November 16, 2008

Friday Freakout: Argentine Time Edition

The wife's in Argentina, and I hear everything starts late in there. Though I also accept that it's hard to ruin your weekend with alarming parenting news and way-too preliminary research findings if I'm only getting the post out on Sunday.

  • Wait, the American Academy of Pediatrics now recommends cholesterol-lowering drugs for children? Apparently so. A study of fat kids ages 10-16 found they had the arteries of 45-year-olds. "'As the old saying goes, you're as old as your arteries are,' said Dr. Geetha Raghuveer of Children's Hospital in Kansas City, who led one of the studies. 'This is a wake-up call.'" I have never heard that saying. [boston via dt freakout correspondent sara]

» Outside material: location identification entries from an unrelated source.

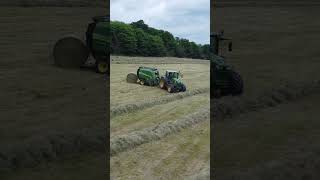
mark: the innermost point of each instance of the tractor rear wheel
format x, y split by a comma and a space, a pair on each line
217, 93
70, 52
236, 83
162, 84
132, 78
170, 89
141, 82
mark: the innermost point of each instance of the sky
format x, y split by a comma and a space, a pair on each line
189, 19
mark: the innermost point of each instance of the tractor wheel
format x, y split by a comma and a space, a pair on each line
102, 67
132, 78
70, 52
236, 84
183, 88
170, 89
162, 84
142, 82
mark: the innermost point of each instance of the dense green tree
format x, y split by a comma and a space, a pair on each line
139, 39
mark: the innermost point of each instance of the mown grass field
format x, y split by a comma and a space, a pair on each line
149, 154
45, 110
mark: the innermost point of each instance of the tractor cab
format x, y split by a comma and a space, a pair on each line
170, 74
172, 82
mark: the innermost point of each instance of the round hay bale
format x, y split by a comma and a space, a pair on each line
70, 52
132, 78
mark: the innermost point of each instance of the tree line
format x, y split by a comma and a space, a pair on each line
138, 39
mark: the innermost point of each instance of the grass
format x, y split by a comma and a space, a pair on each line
175, 156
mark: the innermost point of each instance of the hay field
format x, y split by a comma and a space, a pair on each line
153, 136
47, 113
267, 132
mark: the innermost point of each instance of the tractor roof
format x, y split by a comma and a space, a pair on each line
172, 71
149, 68
101, 18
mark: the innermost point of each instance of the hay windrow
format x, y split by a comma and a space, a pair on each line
231, 106
54, 146
131, 140
118, 110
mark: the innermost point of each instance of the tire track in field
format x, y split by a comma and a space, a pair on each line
230, 106
118, 110
129, 141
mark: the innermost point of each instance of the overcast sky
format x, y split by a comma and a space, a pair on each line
188, 19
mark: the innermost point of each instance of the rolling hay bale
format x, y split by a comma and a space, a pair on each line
129, 141
118, 110
132, 78
230, 106
70, 52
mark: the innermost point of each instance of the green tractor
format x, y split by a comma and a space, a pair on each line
145, 76
73, 53
224, 79
172, 82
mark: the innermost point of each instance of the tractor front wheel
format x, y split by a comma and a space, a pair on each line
162, 84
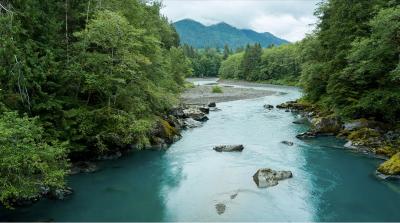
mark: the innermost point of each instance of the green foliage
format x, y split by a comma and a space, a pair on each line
27, 160
351, 63
216, 89
97, 76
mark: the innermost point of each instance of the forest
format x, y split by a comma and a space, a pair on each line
78, 79
84, 78
349, 65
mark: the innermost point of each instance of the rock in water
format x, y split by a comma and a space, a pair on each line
267, 177
229, 148
326, 125
287, 143
191, 123
269, 107
392, 166
220, 207
306, 135
205, 110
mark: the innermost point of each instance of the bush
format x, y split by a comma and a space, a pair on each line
27, 161
217, 89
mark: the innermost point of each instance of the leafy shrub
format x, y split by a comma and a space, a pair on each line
27, 160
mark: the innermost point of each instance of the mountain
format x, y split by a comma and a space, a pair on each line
216, 36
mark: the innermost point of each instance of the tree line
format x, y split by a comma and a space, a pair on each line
351, 62
79, 78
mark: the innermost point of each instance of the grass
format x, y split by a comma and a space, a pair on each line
216, 89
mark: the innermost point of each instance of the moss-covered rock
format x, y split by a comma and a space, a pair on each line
329, 124
386, 151
392, 166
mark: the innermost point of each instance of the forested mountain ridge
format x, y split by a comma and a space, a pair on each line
216, 36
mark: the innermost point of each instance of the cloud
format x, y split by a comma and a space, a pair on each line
289, 19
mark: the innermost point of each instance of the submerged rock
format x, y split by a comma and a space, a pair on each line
306, 135
292, 105
191, 123
391, 166
287, 143
83, 167
267, 177
59, 194
112, 156
205, 110
229, 148
220, 207
269, 107
299, 121
195, 113
326, 125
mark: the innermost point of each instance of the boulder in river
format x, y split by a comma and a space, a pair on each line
220, 208
287, 143
325, 125
269, 107
391, 167
59, 194
83, 167
205, 110
267, 177
229, 148
195, 113
191, 123
306, 135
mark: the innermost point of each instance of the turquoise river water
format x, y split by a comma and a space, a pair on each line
185, 182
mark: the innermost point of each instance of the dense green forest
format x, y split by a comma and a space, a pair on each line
217, 36
79, 78
349, 65
205, 62
83, 78
351, 62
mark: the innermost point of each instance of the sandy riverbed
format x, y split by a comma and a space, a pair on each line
202, 94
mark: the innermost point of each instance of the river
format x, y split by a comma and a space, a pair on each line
185, 182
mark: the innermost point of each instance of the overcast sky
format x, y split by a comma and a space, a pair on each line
288, 19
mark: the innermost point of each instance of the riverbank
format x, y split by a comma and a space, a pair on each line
368, 136
202, 94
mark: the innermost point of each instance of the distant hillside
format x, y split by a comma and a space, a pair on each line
201, 36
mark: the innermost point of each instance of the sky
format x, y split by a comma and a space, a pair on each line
288, 19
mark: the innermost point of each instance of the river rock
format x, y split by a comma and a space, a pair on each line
287, 143
391, 167
205, 110
269, 107
267, 177
326, 125
195, 113
220, 208
229, 148
112, 156
215, 109
83, 167
59, 194
306, 135
191, 123
292, 105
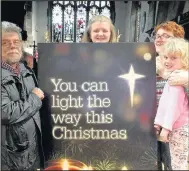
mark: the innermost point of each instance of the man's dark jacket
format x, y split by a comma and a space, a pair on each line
20, 120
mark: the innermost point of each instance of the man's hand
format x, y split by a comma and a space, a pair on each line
178, 77
164, 135
38, 92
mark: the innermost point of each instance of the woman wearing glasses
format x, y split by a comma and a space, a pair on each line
163, 32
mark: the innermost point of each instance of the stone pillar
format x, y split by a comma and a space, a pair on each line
151, 14
127, 17
162, 11
28, 27
119, 19
173, 9
42, 20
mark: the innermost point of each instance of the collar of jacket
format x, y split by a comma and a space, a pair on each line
8, 75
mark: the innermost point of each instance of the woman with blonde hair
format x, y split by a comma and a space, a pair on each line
172, 114
100, 29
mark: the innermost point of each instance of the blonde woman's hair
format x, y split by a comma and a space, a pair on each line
99, 18
178, 47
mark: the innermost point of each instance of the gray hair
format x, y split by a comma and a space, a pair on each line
11, 27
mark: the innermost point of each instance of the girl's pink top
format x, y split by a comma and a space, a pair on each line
173, 110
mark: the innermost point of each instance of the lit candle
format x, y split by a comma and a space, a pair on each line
124, 168
65, 165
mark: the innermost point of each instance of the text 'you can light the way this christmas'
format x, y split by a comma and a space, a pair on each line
64, 118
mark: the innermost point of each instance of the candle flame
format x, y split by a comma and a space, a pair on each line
124, 168
65, 165
90, 168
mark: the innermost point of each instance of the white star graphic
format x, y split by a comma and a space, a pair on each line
131, 76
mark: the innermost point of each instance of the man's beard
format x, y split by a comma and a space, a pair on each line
13, 60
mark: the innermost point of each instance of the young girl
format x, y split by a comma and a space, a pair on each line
173, 111
100, 30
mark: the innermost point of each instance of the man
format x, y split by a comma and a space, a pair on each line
21, 100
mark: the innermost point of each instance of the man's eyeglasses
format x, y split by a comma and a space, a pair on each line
165, 36
7, 43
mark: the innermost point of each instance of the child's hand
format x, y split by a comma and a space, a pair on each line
164, 135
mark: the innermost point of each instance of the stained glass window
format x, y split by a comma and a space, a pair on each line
69, 18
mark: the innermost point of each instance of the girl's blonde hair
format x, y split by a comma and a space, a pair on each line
180, 47
99, 18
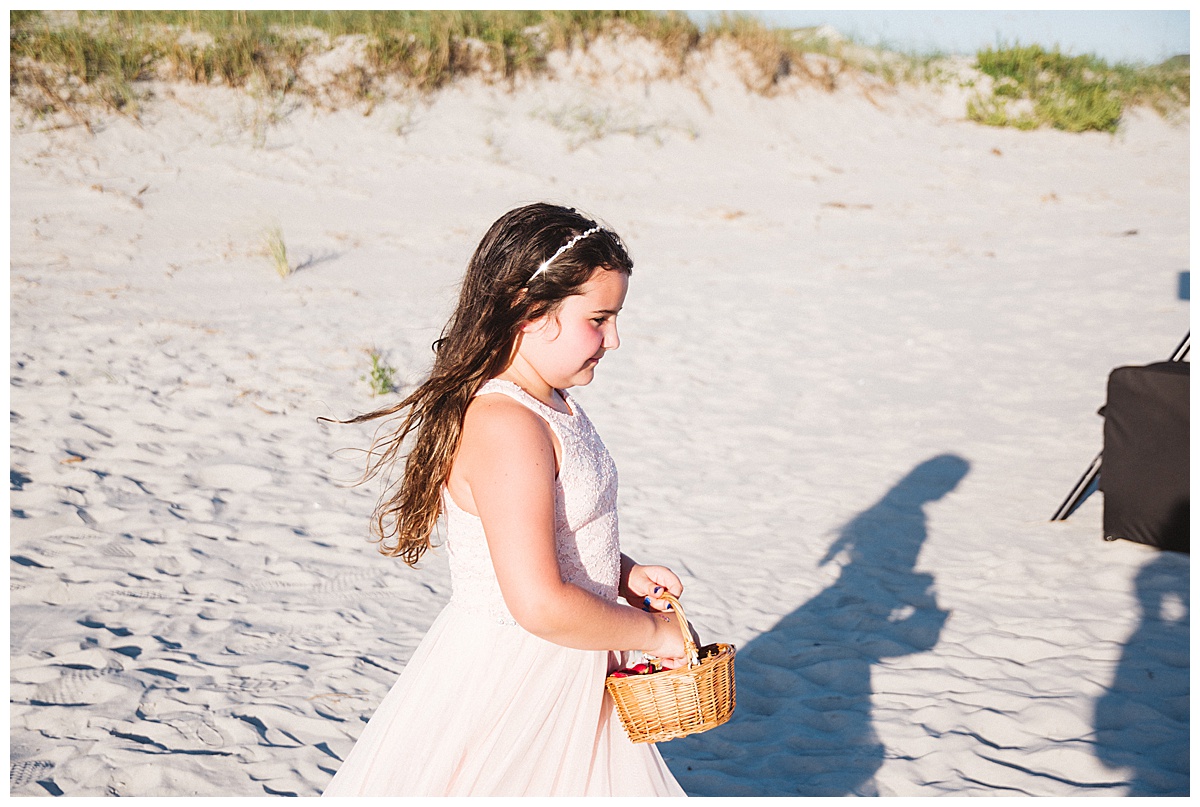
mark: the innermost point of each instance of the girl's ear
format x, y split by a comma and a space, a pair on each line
533, 326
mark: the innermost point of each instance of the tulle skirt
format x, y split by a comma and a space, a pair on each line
490, 709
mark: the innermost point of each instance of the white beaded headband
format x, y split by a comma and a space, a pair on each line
545, 264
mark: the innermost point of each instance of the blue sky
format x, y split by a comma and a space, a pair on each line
1132, 36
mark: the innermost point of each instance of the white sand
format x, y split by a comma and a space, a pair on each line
861, 330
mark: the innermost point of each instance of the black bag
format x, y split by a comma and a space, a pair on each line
1146, 455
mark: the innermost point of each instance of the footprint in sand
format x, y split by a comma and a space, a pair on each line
25, 771
233, 477
78, 688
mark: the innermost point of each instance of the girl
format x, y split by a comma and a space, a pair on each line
505, 693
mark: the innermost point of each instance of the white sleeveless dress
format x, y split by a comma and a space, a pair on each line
484, 706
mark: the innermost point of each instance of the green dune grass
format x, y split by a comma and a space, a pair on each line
71, 61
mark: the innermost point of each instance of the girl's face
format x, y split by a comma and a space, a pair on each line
564, 346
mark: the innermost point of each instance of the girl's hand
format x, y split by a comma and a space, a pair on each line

  • A longitudinal study in New Zealand finds that sleep deprivation as a kid makes people fatter. Because you know how new parents are, always trying to get their kids to stay awake. [msnbc]

  • The March of Dimes has issued its first annual Premature Birth Report Card, and America got a D. There were no A's at all, though Vermont did get a B. 18 states got F's. Does the March of Dimes know what this is going to do to these states' self-esteem? Do they want to ruin the states' chances of ever getting into Harvard? Seriously, they could at least grade on a curve. [marchofdimes.com]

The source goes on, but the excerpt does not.